Building a Tax Robot
“In this world nothing is certain except death and taxes.” — Benjamin Franklin
- Working at Quantium processing millions of bank transactions daily, when my accountant wanted $300 to do what looked like… basic arithmetic.
“Why the fuck would I pay a tax agent when all they’re doing is being a glorified calculator?”
Famous last words from an engineer about to spend six years building, abandoning, and resurrecting a tax automation system.
The Original Sin
The logic seemed bulletproof: I work with transaction data professionally. Tax deductions are just categorization and multiplication. Build once, use forever.
So I built it. Python pipeline: ingest CSVs → categorize transactions → calculate deductions.
First year was magical. Then 2020 happened. And 2021. And 2022.
Each year: dust off code, something’s broken, hack a fix, promise to clean up “next time.” Classic technical debt spiral. By 2023, I’d given up. Classic engineer trap: solving a $300 problem with $3000 worth of development time.
The Resurrection
Fast forward to 2025. I’m engaged. Joint finances. The $300 problem became $600.
The code was rough—inconsistent names, hard-coded paths, error handling strategy: # hope this doesn't break. But the architecture was sound.
What Actually Worked
The core design turned out to be surprisingly robust:
Rule-based categorization: rules/ folder with {category}.txt files. Keywords match transactions. Simple, explainable, auditable.
Persistent learning: “UBER” → transport, “BUNNINGS” → home office supplies, “STEAM” → questionable business expenses.
Transparent logic: Every deduction traces to specific transactions. Want to know why I claimed $2,847? Here’s the exact transaction list.
Multi-bank support: ANZ, CBA, Beem, Wise - different CSV formats, normalized to common schema.
Transfer detection: Same transaction appearing twice (debit from A, credit to B) gets excluded. No double-claiming.
The Numbers Don’t Lie
2023 results:
- Tyson: 653 transactions, 87% coverage
- Janice: 96% coverage
- Processing time: Under 10 seconds
- Audit ready: Complete transaction trail
Handles sophisticated scenarios: capital gains optimization, multi-person households, international transactions, duplicate detection.
Deduction logic examples:
home_office = 1.0 * home_office + 0.5 * home_stores + 0.4 * online_retail
work_related_car = 0.4 * vehicle + 0.3 * transport
Percentages based on legitimate business expense portions, applied consistently.
The Real Win
The smartest decision: easy labeling. Unknown transactions don’t fail - they tell you what’s missing and suggest categories.

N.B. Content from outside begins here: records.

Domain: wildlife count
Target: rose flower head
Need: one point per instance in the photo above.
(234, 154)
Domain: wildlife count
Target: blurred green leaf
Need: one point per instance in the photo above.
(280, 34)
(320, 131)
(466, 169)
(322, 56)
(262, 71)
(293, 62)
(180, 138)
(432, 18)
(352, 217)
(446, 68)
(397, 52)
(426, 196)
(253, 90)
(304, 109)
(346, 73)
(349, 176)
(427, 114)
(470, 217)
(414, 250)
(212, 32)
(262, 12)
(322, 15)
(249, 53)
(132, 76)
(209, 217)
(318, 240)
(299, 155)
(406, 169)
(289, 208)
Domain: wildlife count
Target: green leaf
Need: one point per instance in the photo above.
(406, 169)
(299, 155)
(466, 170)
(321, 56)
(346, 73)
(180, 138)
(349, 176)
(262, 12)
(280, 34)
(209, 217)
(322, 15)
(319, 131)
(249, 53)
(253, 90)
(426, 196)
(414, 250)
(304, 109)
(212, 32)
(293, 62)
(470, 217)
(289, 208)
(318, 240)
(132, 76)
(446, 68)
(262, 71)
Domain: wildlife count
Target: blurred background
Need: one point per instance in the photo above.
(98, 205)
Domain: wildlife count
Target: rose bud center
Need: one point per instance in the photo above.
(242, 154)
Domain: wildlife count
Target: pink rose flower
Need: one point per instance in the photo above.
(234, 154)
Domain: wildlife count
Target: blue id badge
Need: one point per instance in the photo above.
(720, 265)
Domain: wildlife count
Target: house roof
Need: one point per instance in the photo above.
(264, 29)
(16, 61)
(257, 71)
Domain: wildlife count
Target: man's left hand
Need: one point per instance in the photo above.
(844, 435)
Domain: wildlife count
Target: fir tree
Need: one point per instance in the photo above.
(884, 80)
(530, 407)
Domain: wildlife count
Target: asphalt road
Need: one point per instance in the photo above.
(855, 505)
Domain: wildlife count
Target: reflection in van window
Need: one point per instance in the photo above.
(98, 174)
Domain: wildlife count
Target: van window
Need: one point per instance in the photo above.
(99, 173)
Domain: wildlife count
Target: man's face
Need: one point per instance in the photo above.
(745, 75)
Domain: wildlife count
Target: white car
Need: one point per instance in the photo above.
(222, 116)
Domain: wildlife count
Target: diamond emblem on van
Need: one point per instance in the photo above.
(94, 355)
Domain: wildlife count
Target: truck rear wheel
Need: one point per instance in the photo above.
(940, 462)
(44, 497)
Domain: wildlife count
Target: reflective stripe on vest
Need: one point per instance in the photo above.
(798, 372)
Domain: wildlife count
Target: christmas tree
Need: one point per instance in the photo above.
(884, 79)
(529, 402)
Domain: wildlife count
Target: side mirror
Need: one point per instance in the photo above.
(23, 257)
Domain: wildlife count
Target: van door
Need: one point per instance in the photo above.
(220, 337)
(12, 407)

This became our household financial analytics platform. Query spending patterns, track trends, optimize cash flow. Personal CFO that never forgets and never makes arithmetic mistakes.
Definitely spent more time building this than paying an accountant. But now I have something that scales and gets better every year.
The tax robot works. I never have to think about taxes again. Kinda.
The system correctly identified that my Steam purchases were 80% legitimate software development tools and 20% questionable leisure activities. If the ATO audits my gaming habits, I have the receipts.